La UBA is free to residents of Argentina (not free for foreigners like me!!) and the state of disrepair of the buildings is honestly a little shocking. There are windows boarded over and parts of the building that are blocked off with piles of rubble! Also there is no toilet paper in the bathrooms, you have to bring your own. And sometimes it gets really hard to concentrate when it's 106 degrees and there's no air-conditioning in the cramped classrooms. Anyway, despite the physical appearance, I believe La UBA is academically the most well-respected university in the country? They say the professors aren't paid very well there, but it's an honor to work there, and it means that you are serious about your area of study, and allows you to be in contact with other leading minds. I've heard this from both my spanish teachers and a few Graphic Design professors that I've run into around town. It makes sense in that a university is supposed to be about ideas and community and academic experience, not flashy stupid expensive buildings. But sometimes it's a bummer when I have to pee after class and I forgot to bring my own toilet paper, again.

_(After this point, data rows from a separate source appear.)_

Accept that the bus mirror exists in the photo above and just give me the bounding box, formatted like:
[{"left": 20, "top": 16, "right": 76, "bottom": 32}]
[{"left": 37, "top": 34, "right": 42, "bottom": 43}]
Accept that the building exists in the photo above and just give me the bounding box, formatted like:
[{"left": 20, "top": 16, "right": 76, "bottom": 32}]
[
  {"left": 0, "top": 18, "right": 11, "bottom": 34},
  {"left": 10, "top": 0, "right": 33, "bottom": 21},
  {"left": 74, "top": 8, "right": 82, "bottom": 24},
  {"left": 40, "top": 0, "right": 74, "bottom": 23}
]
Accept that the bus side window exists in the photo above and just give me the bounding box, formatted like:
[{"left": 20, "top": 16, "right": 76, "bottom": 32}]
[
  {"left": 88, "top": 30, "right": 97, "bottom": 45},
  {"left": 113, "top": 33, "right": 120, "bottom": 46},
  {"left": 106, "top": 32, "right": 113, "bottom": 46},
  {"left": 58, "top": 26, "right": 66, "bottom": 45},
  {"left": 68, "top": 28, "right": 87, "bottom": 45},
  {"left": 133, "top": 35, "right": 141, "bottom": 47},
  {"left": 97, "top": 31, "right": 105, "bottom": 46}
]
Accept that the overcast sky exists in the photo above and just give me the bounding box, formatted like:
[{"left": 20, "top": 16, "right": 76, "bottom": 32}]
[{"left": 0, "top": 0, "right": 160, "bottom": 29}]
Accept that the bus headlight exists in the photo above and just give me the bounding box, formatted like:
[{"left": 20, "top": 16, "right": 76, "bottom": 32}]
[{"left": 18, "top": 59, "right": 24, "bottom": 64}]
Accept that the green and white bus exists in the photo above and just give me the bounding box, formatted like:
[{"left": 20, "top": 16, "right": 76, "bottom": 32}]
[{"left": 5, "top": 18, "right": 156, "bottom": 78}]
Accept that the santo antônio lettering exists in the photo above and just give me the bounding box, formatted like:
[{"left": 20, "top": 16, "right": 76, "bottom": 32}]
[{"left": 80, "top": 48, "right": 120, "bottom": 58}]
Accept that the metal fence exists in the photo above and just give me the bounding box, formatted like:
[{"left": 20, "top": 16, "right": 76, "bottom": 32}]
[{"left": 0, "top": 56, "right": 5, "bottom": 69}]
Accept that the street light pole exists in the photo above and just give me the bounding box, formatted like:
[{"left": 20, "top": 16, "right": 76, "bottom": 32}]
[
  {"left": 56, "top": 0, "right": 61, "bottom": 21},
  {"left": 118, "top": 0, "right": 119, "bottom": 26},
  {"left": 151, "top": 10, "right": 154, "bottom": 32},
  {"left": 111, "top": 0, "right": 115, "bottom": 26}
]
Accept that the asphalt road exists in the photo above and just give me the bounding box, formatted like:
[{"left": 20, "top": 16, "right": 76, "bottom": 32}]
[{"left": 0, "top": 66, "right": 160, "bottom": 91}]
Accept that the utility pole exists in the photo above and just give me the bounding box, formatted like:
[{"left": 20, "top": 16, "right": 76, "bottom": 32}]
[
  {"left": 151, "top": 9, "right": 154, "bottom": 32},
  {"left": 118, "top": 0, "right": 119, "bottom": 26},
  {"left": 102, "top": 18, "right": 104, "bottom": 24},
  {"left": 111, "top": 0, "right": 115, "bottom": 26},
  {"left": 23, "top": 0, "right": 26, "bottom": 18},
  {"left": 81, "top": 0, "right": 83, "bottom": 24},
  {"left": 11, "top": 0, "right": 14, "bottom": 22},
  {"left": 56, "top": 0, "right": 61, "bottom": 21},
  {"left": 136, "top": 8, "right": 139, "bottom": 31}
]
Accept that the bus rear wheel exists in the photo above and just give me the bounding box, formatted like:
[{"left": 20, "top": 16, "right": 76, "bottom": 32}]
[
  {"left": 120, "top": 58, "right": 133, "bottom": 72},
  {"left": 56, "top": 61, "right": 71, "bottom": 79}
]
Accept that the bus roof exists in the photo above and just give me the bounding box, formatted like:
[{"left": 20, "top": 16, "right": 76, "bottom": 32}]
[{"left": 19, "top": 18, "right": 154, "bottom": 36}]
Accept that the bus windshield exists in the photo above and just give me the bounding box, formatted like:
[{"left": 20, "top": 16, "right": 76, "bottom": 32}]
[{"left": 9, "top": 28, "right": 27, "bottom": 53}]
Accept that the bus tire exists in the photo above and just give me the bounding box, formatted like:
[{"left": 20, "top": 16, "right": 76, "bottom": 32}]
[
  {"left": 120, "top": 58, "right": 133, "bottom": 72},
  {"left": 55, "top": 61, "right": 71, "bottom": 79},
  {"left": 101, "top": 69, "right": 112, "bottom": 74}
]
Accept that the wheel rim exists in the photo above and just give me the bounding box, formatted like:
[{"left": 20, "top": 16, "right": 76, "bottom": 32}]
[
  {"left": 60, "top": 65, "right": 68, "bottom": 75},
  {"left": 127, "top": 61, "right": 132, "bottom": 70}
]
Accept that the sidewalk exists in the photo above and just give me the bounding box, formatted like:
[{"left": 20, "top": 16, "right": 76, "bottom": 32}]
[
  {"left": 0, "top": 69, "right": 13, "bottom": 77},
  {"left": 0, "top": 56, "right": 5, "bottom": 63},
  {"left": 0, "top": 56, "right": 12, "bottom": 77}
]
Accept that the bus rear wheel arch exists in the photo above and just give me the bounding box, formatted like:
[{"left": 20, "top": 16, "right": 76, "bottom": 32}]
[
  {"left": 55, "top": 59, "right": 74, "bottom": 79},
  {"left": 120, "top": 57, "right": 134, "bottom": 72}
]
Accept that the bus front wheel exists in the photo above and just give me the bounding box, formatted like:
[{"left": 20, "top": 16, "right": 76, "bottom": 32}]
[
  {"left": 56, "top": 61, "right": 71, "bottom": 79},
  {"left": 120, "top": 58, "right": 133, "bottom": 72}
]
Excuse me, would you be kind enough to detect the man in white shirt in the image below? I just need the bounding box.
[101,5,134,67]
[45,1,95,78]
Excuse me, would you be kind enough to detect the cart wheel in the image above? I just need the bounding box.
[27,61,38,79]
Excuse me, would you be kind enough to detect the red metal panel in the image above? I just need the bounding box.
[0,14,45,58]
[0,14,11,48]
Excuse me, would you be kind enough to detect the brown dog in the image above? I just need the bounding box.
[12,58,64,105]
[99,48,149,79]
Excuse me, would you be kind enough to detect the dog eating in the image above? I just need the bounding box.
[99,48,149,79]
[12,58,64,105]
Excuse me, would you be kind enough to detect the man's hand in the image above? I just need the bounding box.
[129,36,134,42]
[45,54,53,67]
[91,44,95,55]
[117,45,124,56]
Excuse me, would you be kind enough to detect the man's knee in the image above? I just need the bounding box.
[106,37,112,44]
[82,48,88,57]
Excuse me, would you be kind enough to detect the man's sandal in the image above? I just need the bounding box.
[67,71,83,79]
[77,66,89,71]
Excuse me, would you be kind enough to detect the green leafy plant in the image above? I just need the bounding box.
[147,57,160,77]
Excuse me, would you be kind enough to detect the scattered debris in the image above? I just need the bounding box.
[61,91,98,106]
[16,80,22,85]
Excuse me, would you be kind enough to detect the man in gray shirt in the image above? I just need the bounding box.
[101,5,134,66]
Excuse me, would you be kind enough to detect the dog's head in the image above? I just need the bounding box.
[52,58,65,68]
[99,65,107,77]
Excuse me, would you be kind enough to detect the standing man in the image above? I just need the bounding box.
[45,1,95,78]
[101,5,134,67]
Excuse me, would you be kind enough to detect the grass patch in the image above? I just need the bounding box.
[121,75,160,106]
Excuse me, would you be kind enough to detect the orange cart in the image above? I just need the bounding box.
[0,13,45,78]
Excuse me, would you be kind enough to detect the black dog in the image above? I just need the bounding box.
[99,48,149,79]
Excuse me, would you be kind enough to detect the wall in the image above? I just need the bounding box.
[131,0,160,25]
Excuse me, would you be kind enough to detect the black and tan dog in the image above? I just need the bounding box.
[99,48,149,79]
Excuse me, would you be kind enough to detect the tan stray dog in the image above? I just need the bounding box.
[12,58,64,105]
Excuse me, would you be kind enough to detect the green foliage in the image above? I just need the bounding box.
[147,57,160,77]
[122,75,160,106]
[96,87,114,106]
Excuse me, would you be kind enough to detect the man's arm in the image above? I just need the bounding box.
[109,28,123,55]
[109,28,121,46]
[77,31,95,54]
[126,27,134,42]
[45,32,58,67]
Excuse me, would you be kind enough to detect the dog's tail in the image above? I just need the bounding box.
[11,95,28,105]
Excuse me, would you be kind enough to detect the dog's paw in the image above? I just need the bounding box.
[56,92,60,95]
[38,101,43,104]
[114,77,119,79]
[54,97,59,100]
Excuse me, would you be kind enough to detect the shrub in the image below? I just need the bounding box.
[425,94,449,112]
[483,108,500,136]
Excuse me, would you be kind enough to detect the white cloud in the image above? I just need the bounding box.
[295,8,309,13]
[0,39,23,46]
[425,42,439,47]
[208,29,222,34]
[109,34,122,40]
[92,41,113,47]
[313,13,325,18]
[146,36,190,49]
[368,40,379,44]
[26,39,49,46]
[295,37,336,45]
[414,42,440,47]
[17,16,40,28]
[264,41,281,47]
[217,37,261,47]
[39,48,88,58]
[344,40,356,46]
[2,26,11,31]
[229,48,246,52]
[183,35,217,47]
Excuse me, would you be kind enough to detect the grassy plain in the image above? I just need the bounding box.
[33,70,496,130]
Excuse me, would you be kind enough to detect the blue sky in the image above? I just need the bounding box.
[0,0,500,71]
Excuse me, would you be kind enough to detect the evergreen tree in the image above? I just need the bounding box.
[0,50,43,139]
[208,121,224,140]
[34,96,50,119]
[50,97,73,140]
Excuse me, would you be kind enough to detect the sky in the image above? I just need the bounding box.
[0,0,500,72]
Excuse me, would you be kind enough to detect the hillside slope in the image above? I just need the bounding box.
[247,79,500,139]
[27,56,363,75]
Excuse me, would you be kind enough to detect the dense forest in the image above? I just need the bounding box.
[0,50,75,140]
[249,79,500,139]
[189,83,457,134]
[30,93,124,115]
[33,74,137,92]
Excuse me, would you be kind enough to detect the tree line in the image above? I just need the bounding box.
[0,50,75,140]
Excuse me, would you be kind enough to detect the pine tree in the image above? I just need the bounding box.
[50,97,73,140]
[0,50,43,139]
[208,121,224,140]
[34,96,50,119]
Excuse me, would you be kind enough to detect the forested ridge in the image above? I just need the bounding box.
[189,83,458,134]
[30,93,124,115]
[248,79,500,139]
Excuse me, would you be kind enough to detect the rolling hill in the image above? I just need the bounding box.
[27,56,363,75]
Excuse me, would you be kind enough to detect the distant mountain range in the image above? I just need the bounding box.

So anyway, level 5 was mostly Subjunctive. "No creo que vaya mañana" = "I don't think she's going tomorrow" ... or "Es insoportable que haya tanto ruido en la mañana!" = "It's unbearable the noise they make in the morning!" In English we don't really have a separate tense to express doubt/uncertainty/unlikeliness/possibility/opinion/etc but in Spanish we do, and it's called Subjunctive. We also learned how construct ideas such as "If I had a million dollars I would buy thousands of umbrellas" = "Si tuviera un palo verde, compraría miles de paraguas" and say things like "He told me that when you spoke last week you told him that you hated pizza so I didn't make you a pizza today" which is just a combination of estilo indirecto and a few different past tenses and subjunctives, and I've already forgotten how you're supposed to do that.

At a certain point we crossed into some territory that is, like, grammar that you need to know if you want to submit a formal academic paper and you live in Spain, but it's grammar that nobody on the street in Buenos Aires would ever use for any reason, and if you did they would probably laugh. So I feel like I might've reached the end of the line (for now, anyway) as far as my grammar studies. I still make a LOT of mistakes with past tenses and subjunctives and basically everything I've already learned - I definitely need lots of practice and review, I want to keep learning more vocabulary, but I don't think I will tackle any more advanced grammar for the time being. They do offer a spanish-language film appreciation course for advanced students of Spanish as a foreign language, and I'd like to take that one if I ever have time and money! For now my plan is to read novels in Spanish, listen to the radio in Spanish, turn on the TV news in Spanish, read the newspaper in Spanish, and go out and talk to Argentine friends in Spanish!